8.7. Scanner and Protocol Variability
CBCT acquisition parameters vary substantially across institutions and vendors, including tube voltage (typically 80–140 kVp), bowtie filtration, detector geometry, and scatter correction algorithms. These factors can introduce systematic HU shifts exceeding 100 HU in CBCT images, particularly in low density or high scatter regions, while diffusion models demonstrate robustness to random noise, their ability to correct protocol dependent bias remains insufficiently characterized. Several reviewed studies employed single institution datasets or fixed acquisition settings, limiting conclusions regarding cross scanner generalizability. Without explicit modeling of scanner variability, diffusion-based sCT models may inadvertently learn site specific correction patterns that fail to generalize, which is of particular concern for multi center adaptive radiotherapy workflows.

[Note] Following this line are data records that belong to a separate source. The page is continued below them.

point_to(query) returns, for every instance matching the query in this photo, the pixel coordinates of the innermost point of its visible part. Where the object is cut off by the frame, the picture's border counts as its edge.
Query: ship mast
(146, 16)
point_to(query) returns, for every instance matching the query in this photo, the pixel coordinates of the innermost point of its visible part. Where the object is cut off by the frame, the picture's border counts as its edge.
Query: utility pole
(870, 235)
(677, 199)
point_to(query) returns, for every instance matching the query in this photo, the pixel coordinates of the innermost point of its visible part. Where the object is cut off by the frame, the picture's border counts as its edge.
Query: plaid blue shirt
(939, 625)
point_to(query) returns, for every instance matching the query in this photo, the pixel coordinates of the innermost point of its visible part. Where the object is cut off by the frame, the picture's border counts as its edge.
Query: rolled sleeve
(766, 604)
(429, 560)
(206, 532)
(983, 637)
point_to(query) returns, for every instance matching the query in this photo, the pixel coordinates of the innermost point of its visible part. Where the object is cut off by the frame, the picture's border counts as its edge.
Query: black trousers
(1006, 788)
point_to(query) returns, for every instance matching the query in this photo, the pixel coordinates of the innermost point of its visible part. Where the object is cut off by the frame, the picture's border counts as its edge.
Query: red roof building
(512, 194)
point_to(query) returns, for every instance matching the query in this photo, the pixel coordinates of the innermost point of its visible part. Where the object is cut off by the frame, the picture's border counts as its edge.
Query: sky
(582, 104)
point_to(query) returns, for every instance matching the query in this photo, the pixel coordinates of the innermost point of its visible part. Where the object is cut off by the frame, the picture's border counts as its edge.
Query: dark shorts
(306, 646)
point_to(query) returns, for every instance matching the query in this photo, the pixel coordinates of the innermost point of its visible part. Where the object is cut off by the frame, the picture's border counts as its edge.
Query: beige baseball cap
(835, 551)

9. Future Directions: Physics-Informed and Dose Aware Diffusion Modeling
Future diffusion-based sCT frameworks could benefit from tighter integration with physical constraints relevant to radiotherapy. Physics-informed diffusion models may incorporate explicit priors on electron density continuity, mass density conservation, or material segmentation consistency. Additionally, dose-aware training strategies could be explored, where loss functions penalize HU errors weighted by local dose sensitivity rather than uniform voxel-wise differences. For example, HU deviations in regions contributing minimally to dose deposition may be clinically less relevant than small errors near target volumes or organs at risk. Incorporating differentiable dose engines or surrogate dose models into the diffusion training loop could align image synthesis objectives with downstream clinical impact, bridging the gap between image realism and treatment accuracy.
10. Conclusions
In conclusion, the advancement in the diffusion models, including conditional and denoising diffusion approaches, has been found to exhibit high performance for sCT generation from CBCT images. The model helps bridge the gaps with the traditional models in terms of noise handling and achieving high structural fidelity. The diffusion models have been found to outperform traditional models, including GANs and VAEs, exhibiting higher MAE, PSNR, and SSIM performance. These models rely on an iterative refinement approach with domain-specific priors. This enables them to extract accurate image synthesis, as well as dose calculations and treatment planning. This is especially true in adaptive radiotherapy and proton therapy. Despite these benefits, some of the validations need to be performed, including the analysis of computational inefficiencies and the experimentation of real-world clinical data (especially unpaired). Future research shall focus on the optimization of these models for their clinical scalability and to ensure their robust performance in the intersubject domain. In summary, diffusion models are found to have promising outcomes in radiotherapy outcomes and have the potential to improve patient care through precise and reliable imaging. Overall, this review provides the first comprehensive synthesis focused solely on conditional diffusion models for CBCT → CT synthesis. Through a structured taxonomy and quantitative comparison with conventional CNN and GAN approaches, it clarifies the present capabilities and limitations of diffusion-based image translation. The findings highlight the potential of these models to enhance anatomical fidelity and dose consistency while underscoring the need for standardized evaluation protocols and larger, multi-institutional validation to enable clinical deployment. Future validation should therefore focus on establishing direct links between image quality improvements and downstream radiotherapy endpoints, including dose calculation accuracy, treatment planning robustness, and broader clinical utility.
Supplementary Materials
The following supporting information can be downloaded at:
https://www.mdpi.com/article/10.3390/tomography12050064/s1, Table S1. Full database-specific search strings; Table S2: Full extracted dataset of included studies; Figure S1: QUADAS-2 domain-level risk-of-bias assessment for the included studies. Green symbols indicate low concern and red symbols indicate high concern across the four QUADAS-2 domains: patient selection (D1), index test (D2), reference standard (D3), and flow and timing (D4), together with the overall judgment for each study.
Author Contributions
A.A. performed the conceptualization, methodology, data curation, formal analysis, investigation, and writing—original draft and review. C.L. contributed to the supervision and writing—review and editing. A.P. contributed to the conceptualization, methodology, visualization, supervision, and writing—review and editing. All authors have read and agreed to the published version of the manuscript.
Funding
A. Altalib is supported by the Jordan University of Science and Technology PhD scholarship. A. Perelli is supported by the Royal Academy of Engineering/Leverhulme Trust Research Fellowship LTRF-2324-20-160.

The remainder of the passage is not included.